AI firms are ‘scraping the value’ from UK’s £125bn creative industries, says Channel 4 boss

AI firms are ‘scraping the value’ from UK’s £125bn creative industries, says Channel 4 boss


The chief executive of Channel 4 said that artificial intelligence companies are “scraping the value” out of the UK’s £125bn creative industries, and urged the government to take action.

Alex Mahon told MPs that if the government pursues its proposed plan to give AI companies access to creative works unless the copyright holder opts out, it would put the UK creative industries in a “dangerous position”.

Speaking on the work of Channel 4 at a culture, media and sport select committee meeting on Tuesday, she said: “AI is clearly absolutely critical to the future of our industry, and many industries.

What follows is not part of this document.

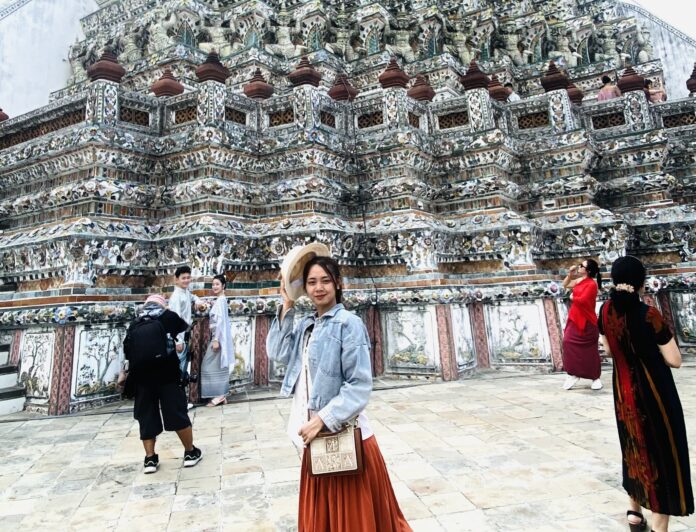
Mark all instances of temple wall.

The debate of the day is we need very clear terms. UK copyright law is very, very clear. And what is happening at the moment is the scraping of value from our creative industries.”

Critics of the government’s opt-out proposal, issued in a consultation that closed in February, argue that it is unfair and impractical.

Generative AI models, the term for technology that underpins powerful tools such as ChatGPT, are trained on vast amounts of data to generate highly realistic responses.

Mahon said that allowing large language models (LLMs) to continue to freely scrape data poses a big threat to the creative industry, which generates £125bn in gross value added (GVA), a measure of how much value companies add through the goods and services they produce.

“The creative industries account for 6% of the UK’s GVA and is growing 1.5 times faster than other sectors,” she said. “If we continue in a world where LLMs can scrape and use that data without paying for it properly we are in a dangerous position for the industry.”

Authors, artists and executives from the film and TV industries are among those to have argued that allowing companies to train AI programs on their works without a licence posed a threat to their livelihoods.

Mahon said Channel 4 was “very clear” that the copyright regime should be “opt-in”.

She said: “The burden should be on them, not us. We are very clear we think that LLMs need to licence what they use and pay properly for it. We can’t have automated scraping; we need a proper payment and licensing regime.”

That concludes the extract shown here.